Definition 5.58. A set of real numbers $A \subset \mathbb{R}$ is disconnected if there are disjoint open sets $U, V \subset \mathbb{R}$ such that $A \cap U$ and $A \cap V$ are nonempty and
$$
A=(A \cap U) \cup(A \cap V).
$$
…
The condition $A=(A \cap U) \cup(A \cap V)$ is equivalent to $U \cup V \supset A$. If $A$ is disconnected as in the definition, then we say that the open sets $U,V$ separate $A$.
Definition 5.62. A set of real numbers $I\subset \mathbb{R}$ is an interval if $x,y\in I$ and $x<y$ implies that $z\in I$ for every $x<z<y$.
I think this definition can be restated as follows $$(\forall x,y \in I)(\forall z \in \Bbb R)((x<z) \land (z<y) \implies z\in I).$$ The negation is $$(\exists x, y \in I)(\exists z \in \Bbb R)((x < z) \land (z < y) \land (z \not\in I)).$$
Now to the theorem,
Theorem 5.63. A set of real numbers is connected $\iff$ it is an interval.
The author proves both directions by contraposition, but for brevity, I have only included the $\Longleftarrow$ direction.
Proof. …
To prove the converse, suppose that $I \subset \mathbb{R}$ is not connected. We will show that $I$ is not an interval. Let $U, V$ be open sets that separate $I$. Choose $a \in I \cap U$ and $b \in I \cap V$, where we can assume without loss of generality that $a<b$. Let
$$
c=\sup (U \cap[a, b]).
$$
We will prove that $a<c<b$ and $c \notin I$, meaning that $I$ is not an interval. If $a \leq x<b$ and $x \in U$, then $U \supset[x, x+\delta)$ for some $\delta>0$, so $x \neq \sup (U \cap[a, b])$. Thus, $c \neq a$ and if $a<c<b$, then $c \notin U$.If $a<y \leq b$ and $y \in V$, then $V \supset(y-\delta, y]$ for some $\delta>0$, and therefore $(y-\delta, y]$ is disjoint from $U$, which implies that $y \neq \sup (U \cap[a, b])$. It follows that $c \neq b$ and $c \notin U \cap V$, so $a<c<b$ and $c \notin I$, which completes the proof.
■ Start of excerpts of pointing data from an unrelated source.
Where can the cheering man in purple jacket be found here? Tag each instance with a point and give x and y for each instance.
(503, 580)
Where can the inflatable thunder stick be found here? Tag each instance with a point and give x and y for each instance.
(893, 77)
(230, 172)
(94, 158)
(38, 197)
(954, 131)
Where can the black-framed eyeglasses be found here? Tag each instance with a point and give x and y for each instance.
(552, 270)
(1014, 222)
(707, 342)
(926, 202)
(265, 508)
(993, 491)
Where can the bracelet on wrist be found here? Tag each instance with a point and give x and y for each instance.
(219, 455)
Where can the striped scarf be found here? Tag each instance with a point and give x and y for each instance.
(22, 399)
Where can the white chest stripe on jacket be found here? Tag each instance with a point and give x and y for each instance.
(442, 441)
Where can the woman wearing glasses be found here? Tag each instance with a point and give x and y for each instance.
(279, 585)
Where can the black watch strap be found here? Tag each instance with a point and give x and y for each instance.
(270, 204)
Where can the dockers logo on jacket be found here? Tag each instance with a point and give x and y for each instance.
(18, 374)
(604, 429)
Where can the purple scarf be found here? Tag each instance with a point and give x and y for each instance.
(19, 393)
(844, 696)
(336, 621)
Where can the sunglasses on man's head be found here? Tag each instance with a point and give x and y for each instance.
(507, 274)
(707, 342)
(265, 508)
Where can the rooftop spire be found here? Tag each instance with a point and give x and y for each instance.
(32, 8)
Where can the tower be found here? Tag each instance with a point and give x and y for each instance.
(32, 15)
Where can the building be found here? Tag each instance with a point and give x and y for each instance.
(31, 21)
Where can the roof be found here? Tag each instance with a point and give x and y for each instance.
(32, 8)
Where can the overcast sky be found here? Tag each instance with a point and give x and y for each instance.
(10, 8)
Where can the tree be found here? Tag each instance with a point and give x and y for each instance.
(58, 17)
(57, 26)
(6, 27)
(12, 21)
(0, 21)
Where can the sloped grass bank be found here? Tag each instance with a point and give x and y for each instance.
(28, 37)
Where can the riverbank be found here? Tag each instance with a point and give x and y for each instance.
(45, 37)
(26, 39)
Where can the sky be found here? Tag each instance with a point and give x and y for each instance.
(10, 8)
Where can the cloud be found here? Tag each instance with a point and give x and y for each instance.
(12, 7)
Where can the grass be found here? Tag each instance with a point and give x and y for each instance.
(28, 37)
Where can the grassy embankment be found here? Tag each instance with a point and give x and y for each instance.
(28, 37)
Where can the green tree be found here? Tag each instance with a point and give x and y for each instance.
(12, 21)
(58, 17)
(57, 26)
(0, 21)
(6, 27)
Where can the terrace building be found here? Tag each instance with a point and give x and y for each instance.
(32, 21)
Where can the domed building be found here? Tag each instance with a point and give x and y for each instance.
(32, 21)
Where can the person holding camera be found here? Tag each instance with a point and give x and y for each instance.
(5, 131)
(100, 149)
My question concerns "$c \notin U \cap V$". It's trivially true that $c \notin U \cap V=\emptyset$ ($U$ and $V$ are disjoint, since $I$ is not connected). Maybe it should be $c \notin U \cup V$? Then certainly $c\notin I$, since by definition of disconnectedness, $I\subset U\cup V$.
Best Answer
This does seem to be a typo; it should be $c\notin U\cup V$ instead of $c\notin U\cap V$. The previous two arguments show that $c\notin U$ and $c\notin V$, and from this the author concludes that $c\notin U\cup V$.